Although he grew up in idyllic Malibu, “Concrete Frequency” music director David Robertson is also music director of the symphony orchestra in St. Louis, a city with its share of tough neighborhoods. And Thursday he put both extremes of contemporary experience into a long and challenging night, to which the Berio and Ives were but a prelude.
What followed was Morton Feldman’s “Turfan Fragments,” one of the most disorienting orchestral pieces I have ever heard. Then came George Benjamin’s “Palimpsests,” in which relatively pleasant music is regularly interrupted by mysterious, frightening foreign elements. Malibu neighborhoods may be nice and manicured, Robertson told the audience, but he remembered as a kid a person he thought was a crazy old lady digging in an empty lot. She eventually found a Chumash burial ground.
The last piece on the program -- which introduced to the West Coast the sensational young British trumpet soloist Alison Balsom -- was Bernd Alois Zimmermann’s concerto “Nobody knows de trouble I see.” Written in 1954, it represents the attempt of a German composer to find a place for an African American spiritual in the world of the then-new German music, which was trying to replace old-fashioned emotion with the scientific method.
The result is a battle between angst and anti-angst (which is, of course, just another form of angst). And that lonely trumpet, which gets the jazz bug after some saxophonists ease the way, at least has friends in the fray.
No other major orchestra that depends on subscribers for its livelihood trusts its audience as much as the Philharmonic did with this program. The music, all of it, was extraordinary. Robertson led tireless, strong performances. He set moods. He also mercilessly broke moods. He kept listeners on a razor’s edge, as he undoubtedly did his musicians.
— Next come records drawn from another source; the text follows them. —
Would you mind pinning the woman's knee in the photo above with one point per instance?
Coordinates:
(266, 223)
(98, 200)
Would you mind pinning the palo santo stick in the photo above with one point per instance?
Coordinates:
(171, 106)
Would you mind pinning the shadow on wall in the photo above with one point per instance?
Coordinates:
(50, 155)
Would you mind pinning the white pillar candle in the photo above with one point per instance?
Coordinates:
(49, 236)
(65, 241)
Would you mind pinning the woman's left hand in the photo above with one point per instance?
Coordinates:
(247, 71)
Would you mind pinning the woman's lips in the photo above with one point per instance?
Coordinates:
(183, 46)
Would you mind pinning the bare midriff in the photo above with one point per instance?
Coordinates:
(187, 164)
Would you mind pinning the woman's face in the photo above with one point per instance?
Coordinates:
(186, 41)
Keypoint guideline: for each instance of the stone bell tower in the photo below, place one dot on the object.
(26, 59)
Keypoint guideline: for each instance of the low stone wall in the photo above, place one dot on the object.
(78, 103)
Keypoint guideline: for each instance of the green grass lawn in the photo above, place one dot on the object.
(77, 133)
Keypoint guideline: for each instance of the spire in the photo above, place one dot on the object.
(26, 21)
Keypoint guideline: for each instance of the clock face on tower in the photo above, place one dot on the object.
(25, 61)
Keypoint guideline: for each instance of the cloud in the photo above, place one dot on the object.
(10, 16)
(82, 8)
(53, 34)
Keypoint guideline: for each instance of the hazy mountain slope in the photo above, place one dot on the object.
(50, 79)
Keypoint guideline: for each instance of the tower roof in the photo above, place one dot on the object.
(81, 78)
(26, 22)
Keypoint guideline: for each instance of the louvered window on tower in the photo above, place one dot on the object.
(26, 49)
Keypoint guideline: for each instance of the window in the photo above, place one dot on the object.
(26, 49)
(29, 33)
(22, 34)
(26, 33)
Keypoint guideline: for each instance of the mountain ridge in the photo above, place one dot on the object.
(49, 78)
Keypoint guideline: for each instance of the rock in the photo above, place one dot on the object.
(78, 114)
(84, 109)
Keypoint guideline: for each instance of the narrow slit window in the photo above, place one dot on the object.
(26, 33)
If there was a comfort zone, that came in the single encore -- Bill Holman’s orchestral arrangement of Thelonious Monk’s jazz classic “ ‘Round Midnight” -- and it wasn’t that comforting.
For me, the heart of the program was “Turfan Fragments,” which was written in 1980. The title comes from ancient manuscripts found in a city in southwest China. The stories they tell are incomplete and indecipherable. Feldman’s score, which is insanely difficult to play, deals not with what one might learn from such parchments but with what we can’t know.
In very quiet music with highly confused meters, Feldman develops what feel like mental prisons for these fragments. Time ceases to exist, and yet you must have patience anyway. The Philharmonic was inevitably tense but coped remarkably well with a score that no other regular orchestra in America dares play but that remains a seminal work of American music.
Benjamin’s “Palimpsests,” by comparison, is good old-school Modernism, and Robertson got brilliant results. Zimmermann’s jazz, for its part, was no problem at all for this band, though the jazz writing is stiff, even a tad condescending.
But Balsom handled the trumpet solos with exactly the right attitude. She was serious and resisted the temptation to swing more than she should. This is, in the end, Expressionist music, a German composer impossibly trying to reclaim from the ashes the freewheeling culture the Nazis destroyed.
Some years later, Zimmermann, caught in a nightmare from which he couldn’t escape, killed himself. The city at night is clearly not for everyone, and not everyone stayed to the end of Thursday’s concert. Applause all evening was tepid. But the night proved a remarkably brave and powerful way to prepare for a new year.